The elevator bay dinged softly. A solid wall of media-mad teenage bodies erupted from them, pouring over the reporters and cameras alike. The cams had time to capture one long image of Marcus shuffling the boy and his father inside their apartment and turning, frowning slightly towards the oncoming wave. Then everything was chaos.

The reporters were more or less thrown past Marcus and into the guards, their carefully sculpted hair flying akimbo as they hit the shock wands. Cass kicked out one guard's leg and jabbed him in the ribs as he fell into the bitchy reporter whose cameraman she had stolen. She pulled off one shoe and smashed the sculpted LED array hanging like a fruit from the imported Cuban chandelier overhead. The camera's lights clicked on to cover the sudden dimming, dazzling everyone. She ran for door number one in the shadows at the end of the hall.
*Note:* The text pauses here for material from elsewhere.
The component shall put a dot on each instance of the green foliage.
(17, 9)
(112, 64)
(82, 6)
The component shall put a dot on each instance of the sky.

Meanwhile the guards were downing everybody, Marcus bellowing at the top of his lungs to stop hurting people. It was in English of course, so nobody understood it, but it played well on film. At least six Lolitas lay on the pile of reporters, mouths frothing, delicate limbs jiggling. Tiny beaded purses spilled jelly-colored cosmetics everywhere. Marcus waited until the crowd surged back enough for one of the cameramen to steady himself against the wall and aim. Then he reached to cover the girls with his arm.

Over three hundred pounds of grey muscle lunged towards the guards' line of defense. They did what anybody in their situation would do and shocked the fuck out of him.

Marcus knew it was coming and had already clenched his teeth, but enough volts to power an average microwave sputtering through his nervous system still threw him. He staggered, crushing a very small and very expensive tape recorder with the reporter's name in zirconium studded characters on one side, but he didn't fall.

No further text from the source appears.